The UKU – United Kingdom of UKIP
L’atmosfera politica in UK era terribile anche prima dell’assassinio di Jo Cox, come aveva fatto notare Robert Harris: “Quanto è stupido questo referendum. L’evento politico più deprimente, divisivo, ipocrita di tutta la mia vita. Speriamo non ce ne sia mai più un altro.” Eppure, scrive Marina Hyde sul Guardian, se da una parte si possono capire le ragioni di chi è nel fronte Leave, un voto per loro andrebbe a favore di Farage e di gente come lui, a favore dei suoi poster, delle sue idee xenofobe, della sua piccolezza. Vale davvero la pena di votare per la United Kingdom of UKIP?
Rimanere in Europa
Il Financial Times si schiera sul fronte Remain, anzi, nelle sue stesse parole “sostiene l’appartenenza britannica all’UE fin dal 1973.” Attenzione, non l’appartenenza al meccanismo della moneta unica – che “non ha alcun senso economico” – ma all’Unione Europea, considerata vitale nel momento in cui si devono affrontare le minacce dell’estremismo islamico, la crisi dei migranti, l’espansione russa… che possono essere affrontate e vinte solo collettivamente.
Conseguenze non intenzionali
Su The Sunday Times, Sir Lawrence Freedman analizza le ragioni del fronte del Leave, soprattutto quelle riguardanti i flussi di migranti e la pretesa dell’UE di sostituirsi alla NATO in materia di difesa comune, arrivando alla conclusione che far uscire l’UK dall’Unione non renderebbe nessuna delle due realtà più forte o più in grado di affrontare le sfide attuali alla sicurezza (siano esse poste dalla Russia o dall’ISIS), rendendole anzi molto più deboli. In caso di Brexit, la legge delle ‘conseguenze non intenzionali’ sarebbe messa a dura prova.
Brexit-Lexit
Ci sono alcuni esponenti della sinistra a favore della Brexit – quelli che propongono la cosiddetta “Lexit” – che, come racconta The Conversation, parlano dell’UE praticamente negli stessi termini degli esponenti conservatori: una “Unione di Schrödinger”. L’Ue sembra allo stesso tempo comunista e capitalista estrema, ha trasformato l’Europa in una fortezza ma ha aperto i suoi confini all’immigrazione di massa, i suoi pacchetti di aiuto alle nazioni in difficoltà del Sud Europa erano troppo avari di vero aiuto, ma allo stesso tempo costituivano un peso troppo forte per i contribuenti inglesi. Ehm, fare pace con se stessi, please.

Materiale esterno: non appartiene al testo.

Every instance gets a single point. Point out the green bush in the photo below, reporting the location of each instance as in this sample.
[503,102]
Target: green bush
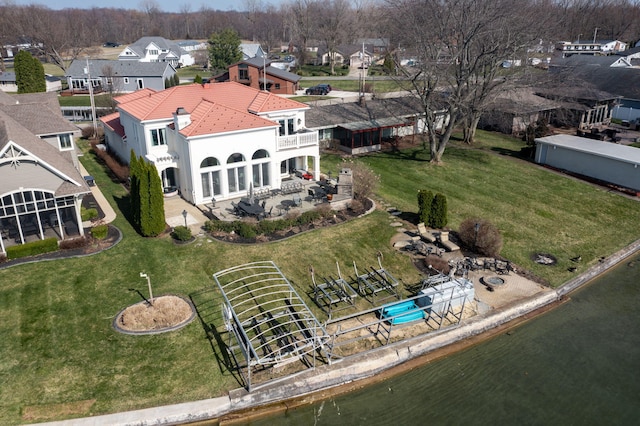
[88,214]
[486,241]
[438,217]
[181,233]
[99,232]
[425,199]
[31,249]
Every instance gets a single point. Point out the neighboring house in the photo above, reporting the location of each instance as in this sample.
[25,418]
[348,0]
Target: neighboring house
[597,47]
[41,187]
[156,49]
[8,82]
[357,56]
[214,140]
[597,72]
[192,45]
[252,50]
[605,161]
[512,111]
[117,76]
[360,128]
[259,74]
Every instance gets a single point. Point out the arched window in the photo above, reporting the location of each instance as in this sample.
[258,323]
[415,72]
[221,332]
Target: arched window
[235,158]
[261,153]
[209,162]
[260,169]
[236,176]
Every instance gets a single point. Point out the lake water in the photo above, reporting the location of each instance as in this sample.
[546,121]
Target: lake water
[577,364]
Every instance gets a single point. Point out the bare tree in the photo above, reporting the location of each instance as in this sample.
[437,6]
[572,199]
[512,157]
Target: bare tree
[334,18]
[459,46]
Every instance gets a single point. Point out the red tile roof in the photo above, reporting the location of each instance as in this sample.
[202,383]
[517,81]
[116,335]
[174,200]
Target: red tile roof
[214,107]
[209,118]
[162,104]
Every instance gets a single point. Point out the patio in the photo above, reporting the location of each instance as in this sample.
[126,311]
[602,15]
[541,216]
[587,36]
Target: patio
[296,195]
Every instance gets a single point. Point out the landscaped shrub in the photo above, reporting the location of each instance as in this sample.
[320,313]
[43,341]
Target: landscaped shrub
[99,232]
[73,243]
[181,233]
[425,199]
[120,170]
[245,230]
[437,264]
[88,214]
[486,241]
[31,249]
[438,216]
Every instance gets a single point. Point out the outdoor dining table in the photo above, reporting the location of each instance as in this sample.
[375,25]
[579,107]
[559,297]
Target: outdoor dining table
[251,209]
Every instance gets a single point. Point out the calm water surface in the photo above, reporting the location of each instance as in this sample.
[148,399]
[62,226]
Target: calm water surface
[578,364]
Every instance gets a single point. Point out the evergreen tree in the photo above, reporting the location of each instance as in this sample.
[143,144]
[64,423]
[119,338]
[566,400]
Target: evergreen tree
[438,217]
[144,207]
[29,73]
[156,202]
[224,49]
[134,190]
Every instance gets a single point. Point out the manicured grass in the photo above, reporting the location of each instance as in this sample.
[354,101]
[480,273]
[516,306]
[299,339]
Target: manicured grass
[58,346]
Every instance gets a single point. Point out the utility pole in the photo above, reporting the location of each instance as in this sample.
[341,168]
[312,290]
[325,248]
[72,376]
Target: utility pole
[93,104]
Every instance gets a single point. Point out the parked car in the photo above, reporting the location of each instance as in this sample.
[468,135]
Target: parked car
[317,90]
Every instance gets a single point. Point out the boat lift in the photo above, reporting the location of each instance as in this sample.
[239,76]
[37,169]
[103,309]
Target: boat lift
[377,281]
[333,293]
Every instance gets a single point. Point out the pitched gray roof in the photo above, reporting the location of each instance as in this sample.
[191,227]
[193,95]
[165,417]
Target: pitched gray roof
[351,112]
[100,68]
[618,81]
[13,131]
[161,42]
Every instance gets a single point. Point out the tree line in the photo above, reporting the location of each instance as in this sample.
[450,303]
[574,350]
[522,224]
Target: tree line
[62,35]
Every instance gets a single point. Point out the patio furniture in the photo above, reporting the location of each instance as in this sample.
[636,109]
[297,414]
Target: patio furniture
[444,240]
[425,234]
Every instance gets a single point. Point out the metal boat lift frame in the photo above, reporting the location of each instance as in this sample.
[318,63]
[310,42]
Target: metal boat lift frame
[266,317]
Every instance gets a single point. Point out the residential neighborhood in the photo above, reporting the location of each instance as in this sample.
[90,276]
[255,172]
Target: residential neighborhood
[320,212]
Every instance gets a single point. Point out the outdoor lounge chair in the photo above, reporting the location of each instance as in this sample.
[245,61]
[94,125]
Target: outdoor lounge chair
[425,234]
[444,240]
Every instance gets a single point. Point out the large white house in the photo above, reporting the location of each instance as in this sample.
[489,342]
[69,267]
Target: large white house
[157,49]
[214,140]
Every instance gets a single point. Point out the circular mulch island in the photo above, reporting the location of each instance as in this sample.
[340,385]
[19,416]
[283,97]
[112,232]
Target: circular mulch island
[168,313]
[544,258]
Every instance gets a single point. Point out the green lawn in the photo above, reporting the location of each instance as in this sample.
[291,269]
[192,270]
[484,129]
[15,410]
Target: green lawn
[58,348]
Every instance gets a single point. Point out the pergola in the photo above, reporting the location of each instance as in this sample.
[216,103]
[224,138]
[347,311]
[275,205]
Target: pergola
[269,321]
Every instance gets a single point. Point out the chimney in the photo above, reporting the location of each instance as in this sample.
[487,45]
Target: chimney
[181,118]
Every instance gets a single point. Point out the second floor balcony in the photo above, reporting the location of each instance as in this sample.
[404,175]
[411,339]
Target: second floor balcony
[298,140]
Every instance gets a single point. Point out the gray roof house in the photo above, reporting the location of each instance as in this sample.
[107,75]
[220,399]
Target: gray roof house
[118,76]
[41,187]
[359,128]
[606,162]
[156,49]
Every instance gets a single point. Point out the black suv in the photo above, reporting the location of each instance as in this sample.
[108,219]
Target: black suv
[320,89]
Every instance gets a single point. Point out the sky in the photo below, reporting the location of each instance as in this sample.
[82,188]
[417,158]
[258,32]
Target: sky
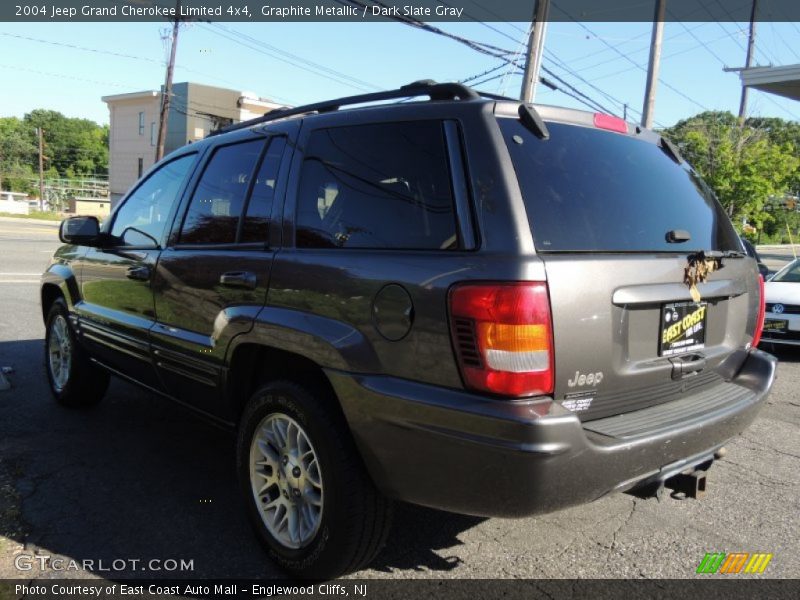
[69,67]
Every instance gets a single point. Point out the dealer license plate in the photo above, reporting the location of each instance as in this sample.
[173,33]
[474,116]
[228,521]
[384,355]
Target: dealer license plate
[683,327]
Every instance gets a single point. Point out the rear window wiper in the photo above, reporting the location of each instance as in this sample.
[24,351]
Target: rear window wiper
[724,254]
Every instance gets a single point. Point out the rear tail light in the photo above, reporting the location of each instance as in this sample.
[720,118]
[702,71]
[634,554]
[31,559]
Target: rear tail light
[761,311]
[610,123]
[503,337]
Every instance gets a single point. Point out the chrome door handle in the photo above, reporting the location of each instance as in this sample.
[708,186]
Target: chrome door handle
[238,279]
[141,273]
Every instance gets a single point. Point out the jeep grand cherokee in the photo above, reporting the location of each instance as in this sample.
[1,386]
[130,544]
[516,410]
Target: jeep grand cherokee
[420,301]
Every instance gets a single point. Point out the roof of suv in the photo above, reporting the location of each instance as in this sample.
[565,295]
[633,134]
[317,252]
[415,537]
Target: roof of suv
[532,116]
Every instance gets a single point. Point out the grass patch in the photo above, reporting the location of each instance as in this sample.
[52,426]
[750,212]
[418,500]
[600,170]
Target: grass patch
[36,214]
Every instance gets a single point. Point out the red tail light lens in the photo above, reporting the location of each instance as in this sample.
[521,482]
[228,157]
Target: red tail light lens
[761,311]
[503,336]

Johnny Hunter, cacciatore di migranti
Médecins sans frontières (MSF) lancia una miniserie in sei episodi che racconta in modo ironico e un po’ trash le “assurdità delle politiche europee sulla migrazione,” racconta Le Monde. Naufragi nel Mediterraneo, “crimine” di solidarietà, nascita di sempre nuovi campi profughi e di fin troppi muri, condizioni di sopravvivenza delle troppe persone condannate dai drammi della loro patria a vivere in condizioni di clandestinità e precarietà: tutto questo condito da politiche senza senso. Insomma, #JeNeSuisPasJohnny.
Storia di una rifugiata
“Ero una rifugiata, e vi assicuro che nessuno vuole davvero lasciare la sua casa,” dice Arta Dobroshi, attrice e produttrice che durante l’adolescenza è scappata dal Kosovo con la sua famiglia, finendo a dormire in campi profughi e cercando disperatamente di trovare una nuova casa in Europa. “La vita era normale,” finché la gente non si è ritrovata a scappare per strada inseguita dalla polizia, le scuole non sono finite sotto i bombardamenti, la vita è diventata impossibile.